En cuanto a la red caminera (si se la podía llamar así), hasta la llegada de Vialidad Nacional, acaecida en 1934, se limitaba a las huellas abiertas por los propietarios de las estancias o por el tránsito de carruajes de uno a otro ámbito rural, así como a algunas sendas construidas por la gobernación. Los ríos y arroyos se cruzaban mediante puentes de madera, siendo el único de hierro el que Menéndez había construido sobre el Grande. Y también debe mencionarse al trencito de trocha angosta que comunicaba al frigorífico con la estancia Primera Argentina . Esto corrobora las apreciaciones acerca de las dificultades que en materia de comunicaciones debían sortear las familias y las empresas para desarrollar sus actividades en ese medio climatológica y topográficamente tan complicado. Con la instalación de la repartición nacional, por primera vez comenzó a desarrollarse —con precariedad de medios y muy lentamente— un plan vial para la isla.

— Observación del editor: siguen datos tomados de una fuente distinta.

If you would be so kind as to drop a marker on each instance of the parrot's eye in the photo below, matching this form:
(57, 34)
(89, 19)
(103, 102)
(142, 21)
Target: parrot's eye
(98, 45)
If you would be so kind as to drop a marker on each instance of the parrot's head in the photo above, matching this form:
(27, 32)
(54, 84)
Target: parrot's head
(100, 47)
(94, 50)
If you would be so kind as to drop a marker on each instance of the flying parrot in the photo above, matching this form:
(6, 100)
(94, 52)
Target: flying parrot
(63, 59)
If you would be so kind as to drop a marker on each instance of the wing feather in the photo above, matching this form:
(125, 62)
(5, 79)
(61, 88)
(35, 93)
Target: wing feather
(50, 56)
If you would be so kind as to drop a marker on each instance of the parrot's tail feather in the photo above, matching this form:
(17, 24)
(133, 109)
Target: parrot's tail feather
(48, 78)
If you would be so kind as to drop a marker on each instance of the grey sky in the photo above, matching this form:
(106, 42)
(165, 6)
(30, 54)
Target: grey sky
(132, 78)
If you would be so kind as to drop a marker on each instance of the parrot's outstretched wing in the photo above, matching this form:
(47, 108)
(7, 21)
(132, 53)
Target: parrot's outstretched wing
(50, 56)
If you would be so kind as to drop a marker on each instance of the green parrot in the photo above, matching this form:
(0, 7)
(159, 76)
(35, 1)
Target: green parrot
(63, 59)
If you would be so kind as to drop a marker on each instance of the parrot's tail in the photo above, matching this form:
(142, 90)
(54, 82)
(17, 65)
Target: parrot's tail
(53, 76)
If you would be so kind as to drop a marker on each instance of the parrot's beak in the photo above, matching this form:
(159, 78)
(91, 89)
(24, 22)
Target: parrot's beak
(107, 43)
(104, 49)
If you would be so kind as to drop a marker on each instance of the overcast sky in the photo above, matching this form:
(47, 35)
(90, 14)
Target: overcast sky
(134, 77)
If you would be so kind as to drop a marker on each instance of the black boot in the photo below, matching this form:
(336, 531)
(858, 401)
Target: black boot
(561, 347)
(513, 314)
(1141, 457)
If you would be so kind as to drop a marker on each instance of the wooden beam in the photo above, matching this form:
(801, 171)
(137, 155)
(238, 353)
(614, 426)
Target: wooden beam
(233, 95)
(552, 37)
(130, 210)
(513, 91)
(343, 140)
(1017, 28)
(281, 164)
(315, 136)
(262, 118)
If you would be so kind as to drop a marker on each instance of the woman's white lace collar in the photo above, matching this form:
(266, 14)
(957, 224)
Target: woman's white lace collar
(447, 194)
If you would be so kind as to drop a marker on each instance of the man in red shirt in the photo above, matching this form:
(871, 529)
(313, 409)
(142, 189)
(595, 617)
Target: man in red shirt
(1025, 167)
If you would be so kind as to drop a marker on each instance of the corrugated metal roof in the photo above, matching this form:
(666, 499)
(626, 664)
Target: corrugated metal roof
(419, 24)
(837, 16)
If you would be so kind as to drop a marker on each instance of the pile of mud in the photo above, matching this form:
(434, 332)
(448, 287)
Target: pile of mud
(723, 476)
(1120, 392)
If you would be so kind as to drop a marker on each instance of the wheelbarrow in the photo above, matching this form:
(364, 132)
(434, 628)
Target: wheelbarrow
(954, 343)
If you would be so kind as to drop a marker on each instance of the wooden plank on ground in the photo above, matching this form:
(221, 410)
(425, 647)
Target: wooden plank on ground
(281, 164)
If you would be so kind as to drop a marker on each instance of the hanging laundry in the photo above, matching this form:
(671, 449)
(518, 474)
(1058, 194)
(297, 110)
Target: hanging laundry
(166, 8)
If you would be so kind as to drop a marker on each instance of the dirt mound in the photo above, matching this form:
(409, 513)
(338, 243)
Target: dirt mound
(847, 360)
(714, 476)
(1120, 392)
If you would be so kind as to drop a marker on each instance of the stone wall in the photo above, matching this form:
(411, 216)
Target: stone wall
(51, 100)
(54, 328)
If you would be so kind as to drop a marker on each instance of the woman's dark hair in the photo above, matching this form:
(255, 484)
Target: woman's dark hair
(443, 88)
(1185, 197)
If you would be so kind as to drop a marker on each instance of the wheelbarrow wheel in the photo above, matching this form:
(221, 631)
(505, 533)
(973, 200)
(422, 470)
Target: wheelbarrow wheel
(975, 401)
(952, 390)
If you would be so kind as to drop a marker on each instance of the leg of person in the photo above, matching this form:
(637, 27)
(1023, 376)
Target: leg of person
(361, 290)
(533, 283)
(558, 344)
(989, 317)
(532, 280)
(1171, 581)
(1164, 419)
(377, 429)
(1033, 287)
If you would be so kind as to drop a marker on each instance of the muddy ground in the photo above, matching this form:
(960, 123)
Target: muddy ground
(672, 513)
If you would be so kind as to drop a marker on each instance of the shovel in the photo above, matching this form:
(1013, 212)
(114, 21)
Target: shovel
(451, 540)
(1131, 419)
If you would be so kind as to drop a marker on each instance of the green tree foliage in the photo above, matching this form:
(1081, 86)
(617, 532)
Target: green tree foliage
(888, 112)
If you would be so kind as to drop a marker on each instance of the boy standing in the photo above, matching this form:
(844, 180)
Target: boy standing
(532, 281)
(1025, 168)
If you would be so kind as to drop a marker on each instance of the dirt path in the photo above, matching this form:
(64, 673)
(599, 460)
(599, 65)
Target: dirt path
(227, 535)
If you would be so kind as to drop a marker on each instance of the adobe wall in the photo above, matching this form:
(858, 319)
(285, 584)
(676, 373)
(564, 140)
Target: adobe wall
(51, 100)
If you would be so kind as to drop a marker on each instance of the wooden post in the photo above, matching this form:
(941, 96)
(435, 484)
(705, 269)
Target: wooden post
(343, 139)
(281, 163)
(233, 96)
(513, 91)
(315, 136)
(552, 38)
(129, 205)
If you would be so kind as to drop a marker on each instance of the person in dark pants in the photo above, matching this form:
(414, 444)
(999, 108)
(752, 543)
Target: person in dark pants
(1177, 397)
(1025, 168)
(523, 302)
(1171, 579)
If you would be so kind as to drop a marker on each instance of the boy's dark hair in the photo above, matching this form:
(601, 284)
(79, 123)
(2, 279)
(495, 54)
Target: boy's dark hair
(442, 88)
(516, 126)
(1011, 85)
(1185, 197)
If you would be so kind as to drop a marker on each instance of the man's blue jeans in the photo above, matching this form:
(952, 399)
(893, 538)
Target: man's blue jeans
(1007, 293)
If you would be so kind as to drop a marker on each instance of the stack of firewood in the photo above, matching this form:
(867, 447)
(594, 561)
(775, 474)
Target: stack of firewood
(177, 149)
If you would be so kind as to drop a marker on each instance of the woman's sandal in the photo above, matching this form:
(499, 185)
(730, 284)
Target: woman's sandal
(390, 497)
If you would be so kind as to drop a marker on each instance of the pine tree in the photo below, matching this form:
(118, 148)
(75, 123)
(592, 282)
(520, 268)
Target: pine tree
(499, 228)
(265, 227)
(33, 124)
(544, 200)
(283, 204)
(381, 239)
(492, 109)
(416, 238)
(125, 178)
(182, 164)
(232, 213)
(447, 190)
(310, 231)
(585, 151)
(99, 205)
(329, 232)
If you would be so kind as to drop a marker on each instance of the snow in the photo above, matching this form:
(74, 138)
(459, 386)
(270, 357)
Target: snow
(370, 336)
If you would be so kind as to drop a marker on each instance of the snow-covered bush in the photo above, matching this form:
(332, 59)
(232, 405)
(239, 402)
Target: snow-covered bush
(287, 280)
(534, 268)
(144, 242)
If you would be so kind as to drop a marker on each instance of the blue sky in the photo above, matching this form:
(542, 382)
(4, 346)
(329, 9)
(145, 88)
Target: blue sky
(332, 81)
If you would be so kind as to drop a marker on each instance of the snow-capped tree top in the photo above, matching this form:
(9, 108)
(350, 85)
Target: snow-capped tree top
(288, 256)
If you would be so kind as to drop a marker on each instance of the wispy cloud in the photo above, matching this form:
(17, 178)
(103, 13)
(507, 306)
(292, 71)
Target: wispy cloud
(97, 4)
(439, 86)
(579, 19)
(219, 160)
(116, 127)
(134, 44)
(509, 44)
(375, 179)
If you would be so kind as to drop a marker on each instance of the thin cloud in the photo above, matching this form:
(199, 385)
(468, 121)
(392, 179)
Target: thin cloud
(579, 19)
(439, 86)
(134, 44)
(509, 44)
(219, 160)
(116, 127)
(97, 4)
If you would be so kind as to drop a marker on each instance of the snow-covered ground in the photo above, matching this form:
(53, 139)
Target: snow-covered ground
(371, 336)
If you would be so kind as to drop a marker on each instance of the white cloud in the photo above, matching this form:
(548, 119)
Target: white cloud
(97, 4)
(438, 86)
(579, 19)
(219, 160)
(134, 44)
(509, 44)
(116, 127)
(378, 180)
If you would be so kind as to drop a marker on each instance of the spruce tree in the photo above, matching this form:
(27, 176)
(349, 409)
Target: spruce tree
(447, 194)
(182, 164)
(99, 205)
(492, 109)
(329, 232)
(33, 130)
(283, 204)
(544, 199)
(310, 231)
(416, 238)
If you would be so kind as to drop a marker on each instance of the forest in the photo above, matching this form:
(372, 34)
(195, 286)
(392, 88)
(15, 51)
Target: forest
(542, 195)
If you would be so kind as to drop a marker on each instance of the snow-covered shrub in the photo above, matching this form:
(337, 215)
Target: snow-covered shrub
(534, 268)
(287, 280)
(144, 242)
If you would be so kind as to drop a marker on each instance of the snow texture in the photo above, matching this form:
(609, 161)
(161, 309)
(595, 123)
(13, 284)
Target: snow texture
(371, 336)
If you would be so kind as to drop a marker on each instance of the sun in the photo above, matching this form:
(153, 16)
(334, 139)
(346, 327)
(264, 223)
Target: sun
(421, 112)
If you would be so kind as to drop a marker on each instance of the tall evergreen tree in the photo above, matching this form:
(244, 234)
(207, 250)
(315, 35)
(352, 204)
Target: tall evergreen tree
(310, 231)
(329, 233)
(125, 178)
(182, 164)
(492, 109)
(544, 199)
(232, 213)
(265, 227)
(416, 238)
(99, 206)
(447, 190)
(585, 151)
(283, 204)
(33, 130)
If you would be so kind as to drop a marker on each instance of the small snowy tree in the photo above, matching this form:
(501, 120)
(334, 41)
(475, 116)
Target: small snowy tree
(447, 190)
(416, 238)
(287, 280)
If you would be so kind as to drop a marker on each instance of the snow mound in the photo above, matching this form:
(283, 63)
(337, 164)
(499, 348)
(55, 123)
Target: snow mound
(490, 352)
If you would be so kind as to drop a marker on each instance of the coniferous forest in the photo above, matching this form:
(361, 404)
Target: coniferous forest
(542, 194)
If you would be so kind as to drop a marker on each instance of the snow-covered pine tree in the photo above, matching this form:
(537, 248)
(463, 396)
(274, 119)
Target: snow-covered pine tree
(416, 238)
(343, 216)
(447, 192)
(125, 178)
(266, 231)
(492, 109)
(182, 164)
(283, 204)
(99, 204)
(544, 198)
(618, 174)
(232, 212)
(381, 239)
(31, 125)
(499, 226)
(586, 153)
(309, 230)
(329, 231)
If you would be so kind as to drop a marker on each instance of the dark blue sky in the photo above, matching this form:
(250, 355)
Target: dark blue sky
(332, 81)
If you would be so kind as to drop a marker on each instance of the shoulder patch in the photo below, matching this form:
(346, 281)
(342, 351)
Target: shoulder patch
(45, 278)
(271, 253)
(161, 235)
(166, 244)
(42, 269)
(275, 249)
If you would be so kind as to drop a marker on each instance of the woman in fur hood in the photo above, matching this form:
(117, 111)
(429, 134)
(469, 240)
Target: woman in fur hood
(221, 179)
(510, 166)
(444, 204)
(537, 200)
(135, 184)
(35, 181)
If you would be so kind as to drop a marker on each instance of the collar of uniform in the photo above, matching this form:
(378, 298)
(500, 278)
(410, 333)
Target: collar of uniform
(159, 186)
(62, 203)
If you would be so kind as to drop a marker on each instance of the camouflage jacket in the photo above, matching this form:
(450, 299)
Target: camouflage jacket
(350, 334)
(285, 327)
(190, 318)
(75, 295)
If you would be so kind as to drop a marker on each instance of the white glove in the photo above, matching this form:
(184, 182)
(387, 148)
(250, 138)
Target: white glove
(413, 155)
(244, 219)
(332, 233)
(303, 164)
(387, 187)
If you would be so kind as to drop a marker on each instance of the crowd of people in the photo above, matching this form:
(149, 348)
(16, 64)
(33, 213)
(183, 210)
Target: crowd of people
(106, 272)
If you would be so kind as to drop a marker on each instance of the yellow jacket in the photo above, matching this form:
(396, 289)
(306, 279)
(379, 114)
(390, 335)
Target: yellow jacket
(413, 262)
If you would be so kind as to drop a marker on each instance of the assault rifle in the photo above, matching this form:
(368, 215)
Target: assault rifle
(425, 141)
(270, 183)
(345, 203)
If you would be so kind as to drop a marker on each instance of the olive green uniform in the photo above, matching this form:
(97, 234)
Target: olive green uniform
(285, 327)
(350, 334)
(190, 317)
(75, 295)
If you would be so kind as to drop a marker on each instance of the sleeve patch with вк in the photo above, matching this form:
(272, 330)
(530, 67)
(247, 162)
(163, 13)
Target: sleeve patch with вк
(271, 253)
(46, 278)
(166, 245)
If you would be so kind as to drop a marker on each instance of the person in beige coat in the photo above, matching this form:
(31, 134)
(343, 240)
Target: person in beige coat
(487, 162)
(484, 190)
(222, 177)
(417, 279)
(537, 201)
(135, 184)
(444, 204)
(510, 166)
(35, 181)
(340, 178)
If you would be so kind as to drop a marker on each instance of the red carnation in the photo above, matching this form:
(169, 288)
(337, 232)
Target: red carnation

La vinculación entre Ushuaia y Río Grande era un problema grave. Recién en 1936 se descubrió el paso cordillerano por el que discurriría con el tiempo la ruta que une a ambas ciudades. Hasta entonces, sólo existían huellas y picadas que personal policial complementaba construyendo algunos puentes y planchados, que eran unas precarias sendas para atravesar los turbales y zonas anegadizas, construidas mediante la disposición en forma transversal de rollizos cubiertos de tierra y pasto. Respecto del descubrimiento del paso hay algunas polémicas entre los historiadores, pero parece ser que fue logrado, por separado aunque coincidiendo en el tiempo, por una comisión policial al mando del comisario Francisco Medina y por el sobrestante de Vialidad Luis Garibaldi, un indio ona cuyo apellido terminó designando al paraje. Lo cierto es que, desde entonces, hacia allí comenzaron a orientarse las construcciones viales, y por esa traza la institución policial tendió una línea telefónica y comenzó a prestar un servicio de correo. En lo que las fuentes coinciden es en destacar el papel que en todas esas actividades tuvo el alemán Ernesto Krund, “el Colorado”, un mítico baqueano que revistó en la plantilla de la Policía, quien cumplió la hazaña de cruzar la cordillera en esquíes transportando correspondencia. La apertura oficial del tramo de la ruta 3 que une ambas localidades se produciría recién en 1949.